IBM Data WH KNN Model Options - General
On the Model Options - General tab, you can choose whether to specify a name for the model, or generate a name automatically. You can also set options that control how the number of nearest neighbors is calculated, and set options for enhanced performance and accuracy of the model.
Model name. You can generate the model name automatically based on the target or ID field (or model type in cases where no such field is specified) or specify a custom name.
Neighbors
Distance measure. The method to be used for measuring the distance between data points; greater distances indicate greater dissimilarities. The options are:
- Euclidean. (default) The distance between two points is computed by joining them with a straight line.
- Manhattan. The distance between two points is calculated as the sum of the absolute differences between their co-ordinates.
- Canberra. Similar to Manhattan distance, but more sensitive to data points closer to the origin.

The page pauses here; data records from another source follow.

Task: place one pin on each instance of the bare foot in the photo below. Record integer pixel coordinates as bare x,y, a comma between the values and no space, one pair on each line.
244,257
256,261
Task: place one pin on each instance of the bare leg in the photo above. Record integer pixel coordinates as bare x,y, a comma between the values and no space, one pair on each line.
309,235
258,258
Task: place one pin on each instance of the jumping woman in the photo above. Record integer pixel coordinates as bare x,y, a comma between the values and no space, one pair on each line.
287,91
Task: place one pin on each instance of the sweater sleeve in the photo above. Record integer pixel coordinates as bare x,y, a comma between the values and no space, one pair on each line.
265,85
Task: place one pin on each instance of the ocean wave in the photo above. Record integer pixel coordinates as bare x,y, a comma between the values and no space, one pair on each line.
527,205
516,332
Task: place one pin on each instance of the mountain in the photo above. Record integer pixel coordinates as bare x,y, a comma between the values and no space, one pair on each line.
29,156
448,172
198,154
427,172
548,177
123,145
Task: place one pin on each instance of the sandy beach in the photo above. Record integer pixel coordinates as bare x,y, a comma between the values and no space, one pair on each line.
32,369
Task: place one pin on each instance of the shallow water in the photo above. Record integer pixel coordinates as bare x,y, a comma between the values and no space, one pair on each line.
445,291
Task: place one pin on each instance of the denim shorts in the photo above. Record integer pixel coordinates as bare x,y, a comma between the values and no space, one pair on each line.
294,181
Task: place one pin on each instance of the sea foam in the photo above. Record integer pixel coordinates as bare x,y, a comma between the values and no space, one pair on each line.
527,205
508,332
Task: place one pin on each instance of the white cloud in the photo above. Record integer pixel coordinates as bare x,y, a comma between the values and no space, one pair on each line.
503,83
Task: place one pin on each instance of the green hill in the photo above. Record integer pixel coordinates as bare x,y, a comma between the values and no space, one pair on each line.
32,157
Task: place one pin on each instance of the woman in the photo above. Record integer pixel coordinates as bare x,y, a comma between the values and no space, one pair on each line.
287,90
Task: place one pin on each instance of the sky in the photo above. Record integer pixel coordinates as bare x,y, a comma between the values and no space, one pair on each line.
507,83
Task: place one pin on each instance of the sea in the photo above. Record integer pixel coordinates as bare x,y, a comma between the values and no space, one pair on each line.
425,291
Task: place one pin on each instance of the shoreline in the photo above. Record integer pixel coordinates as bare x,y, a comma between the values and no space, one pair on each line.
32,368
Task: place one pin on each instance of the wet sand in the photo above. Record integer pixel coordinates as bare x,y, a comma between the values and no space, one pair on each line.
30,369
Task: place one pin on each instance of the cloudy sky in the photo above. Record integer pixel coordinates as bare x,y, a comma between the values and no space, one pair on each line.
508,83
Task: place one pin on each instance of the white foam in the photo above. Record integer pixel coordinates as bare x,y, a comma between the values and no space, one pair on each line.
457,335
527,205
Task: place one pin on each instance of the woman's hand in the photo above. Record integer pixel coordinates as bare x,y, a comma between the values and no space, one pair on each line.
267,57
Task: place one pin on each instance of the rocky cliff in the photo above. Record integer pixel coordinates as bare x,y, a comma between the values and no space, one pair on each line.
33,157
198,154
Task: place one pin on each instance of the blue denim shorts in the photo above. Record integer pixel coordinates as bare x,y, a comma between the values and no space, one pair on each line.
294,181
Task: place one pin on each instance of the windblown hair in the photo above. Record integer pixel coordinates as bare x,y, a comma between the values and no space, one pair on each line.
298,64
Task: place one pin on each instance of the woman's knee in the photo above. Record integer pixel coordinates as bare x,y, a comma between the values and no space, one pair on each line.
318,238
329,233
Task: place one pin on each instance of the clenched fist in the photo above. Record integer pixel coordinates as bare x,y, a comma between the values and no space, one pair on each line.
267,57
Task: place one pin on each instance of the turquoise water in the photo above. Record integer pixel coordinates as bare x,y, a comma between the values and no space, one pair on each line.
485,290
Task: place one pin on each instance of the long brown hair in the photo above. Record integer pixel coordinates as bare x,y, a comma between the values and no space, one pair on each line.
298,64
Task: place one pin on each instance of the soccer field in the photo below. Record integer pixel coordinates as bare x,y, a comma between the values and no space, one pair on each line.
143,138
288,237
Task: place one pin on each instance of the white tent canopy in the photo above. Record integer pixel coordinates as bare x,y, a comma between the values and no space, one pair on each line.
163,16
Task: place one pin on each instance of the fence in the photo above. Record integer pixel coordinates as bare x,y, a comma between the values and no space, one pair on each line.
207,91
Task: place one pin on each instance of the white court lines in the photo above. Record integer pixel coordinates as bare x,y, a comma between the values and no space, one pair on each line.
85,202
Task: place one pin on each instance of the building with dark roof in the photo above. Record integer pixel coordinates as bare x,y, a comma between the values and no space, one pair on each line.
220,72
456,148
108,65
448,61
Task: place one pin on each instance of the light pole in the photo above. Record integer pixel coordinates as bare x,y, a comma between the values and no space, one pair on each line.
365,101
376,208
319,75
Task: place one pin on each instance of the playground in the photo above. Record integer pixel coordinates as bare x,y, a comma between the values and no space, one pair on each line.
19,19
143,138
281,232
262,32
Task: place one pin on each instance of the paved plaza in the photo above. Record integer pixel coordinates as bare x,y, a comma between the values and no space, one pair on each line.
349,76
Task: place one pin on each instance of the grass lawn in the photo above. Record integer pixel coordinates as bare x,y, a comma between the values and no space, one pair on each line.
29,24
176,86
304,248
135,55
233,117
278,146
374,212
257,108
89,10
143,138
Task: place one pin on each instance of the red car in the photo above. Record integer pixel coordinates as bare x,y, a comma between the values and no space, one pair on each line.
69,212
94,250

- Maximum. The distance between two points is calculated as the greatest of their differences along any coordinate dimension.
Number of Nearest Neighbors (k). The number of nearest neighbors for a particular case. Note that using a greater number of neighbors will not necessarily result in a more accurate model.
The choice of k controls the balance between the prevention of overfitting (this may be important, particularly for "noisy" data) and resolution (yielding different predictions for similar instances). You will usually have to adjust the value of k for each data set, with typical values ranging from 1 to several dozen.
Enhance Performance and Accuracy
Standardize measurements before calculating distance. If selected, this option standardizes the measurements for continuous input fields before calculating the distance values.
Use coresets to increase performance for large datasets. If selected, this option uses core set sampling to speed up the calculation when large data sets are involved.